In its proposal for compliance under the interregional phase of Order 1000, the Southeast explains why an avoided cost method should suffice:

“Utilizing an avoided [or] displaced cost allocation metric facilitates the comparison of the costs of an interregional project with a project(s) which has already been determined to provide benefits to the planning region.” (SERTP Interregional Compliance Filing, p. 12, FERC Dkts. ER13-1928, 1930, 1940 & 1941, filed July 10, 2013.)

In other words, in SERTP’s view, the regional plan assesses the value and merit of project benefits from meeting reliability, economic, or policy needs. After that, you simply look to see if you can capture those exact same benefits at the interregional level with a cheaper project.

MISO and PJM have acceded to an avoided-cost method at the interregional level. However, they have each proposed – and SERTP appears to have agreed – that they will continue to explore other cost allocation methods for interregional planning, to ask for FERC approval if such other method is deemed suitable by the Southeast.
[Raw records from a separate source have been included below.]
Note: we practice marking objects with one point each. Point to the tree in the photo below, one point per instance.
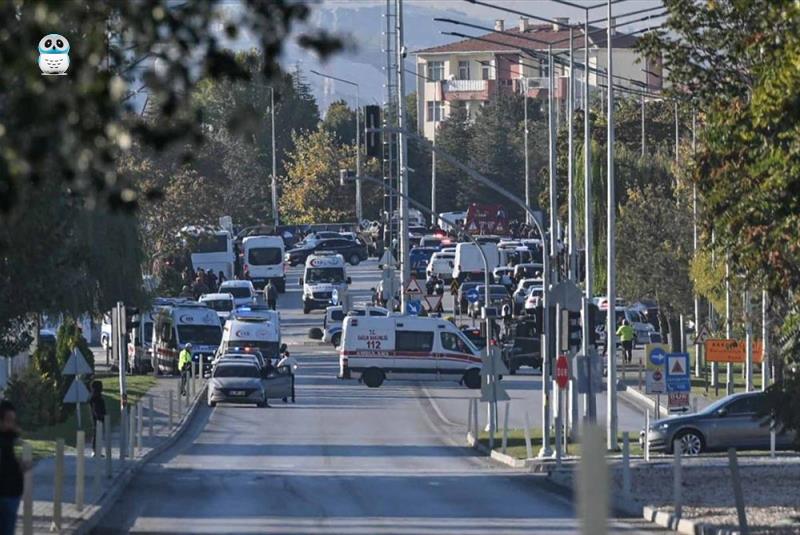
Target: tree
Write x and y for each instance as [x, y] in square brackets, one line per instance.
[654, 247]
[114, 47]
[312, 193]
And for the record, the SERTP at this writing hadn’t yet returned to FERC to file a new Order 1000 regional plan to substitute for the one (with the avoided cost method) that the commission rejected on July 18. So we don’t yet know how the Southeast eventually will design its new preferred benefit metrics and cost allocation method for Order 1000 compliance at the regional level. In fact, on September 20, SERTP asked the commission for an extension of time, to Jan. 14, 2014, to file its amended regional plan.
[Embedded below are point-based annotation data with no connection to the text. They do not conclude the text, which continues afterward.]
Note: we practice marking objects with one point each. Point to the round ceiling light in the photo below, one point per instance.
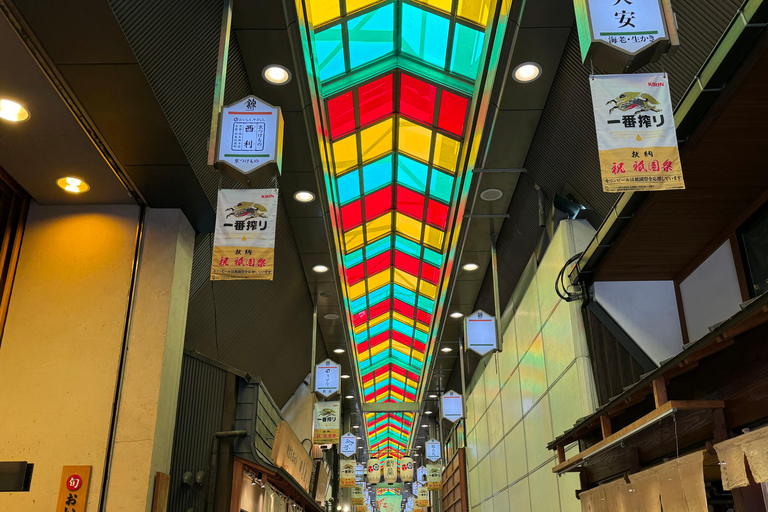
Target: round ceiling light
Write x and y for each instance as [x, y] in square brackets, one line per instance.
[12, 111]
[527, 72]
[73, 185]
[491, 194]
[276, 74]
[304, 196]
As hinted above, the Southwest Power Pool doesn’t share SERTP’s enthusiasm for the avoided cost allocation method. Instead, SPP wants stakeholders at the interregional level to be able to propose projects that will address needs not already considered or included in the regional plan. The Southeast takes umbrage, accusing SPP of wanting to introduce top-down grid planning at the interregional level, usurping its preference for bottom-up transmission planning centered on state-regulated integrated resource planning.

As it did when it filed its regional plan, the Southeast insists that a transmission plan should not drive grid construction: rather, that state-approved IRP findings should serve as data inputs that govern the trajectory of grid expansion.

And as part of its interregional compliance filing, SERTP re-submitted an affidavit taken several years ago from Bryan K. Hill, at that time a transmission planning manager for Southern Company, declaring that “any perceived lack of interregional facilities in the Southeast does not indicate a failure of the planning processes to analyze such facilities, but instead a failure of those facilities to be worth the cost.”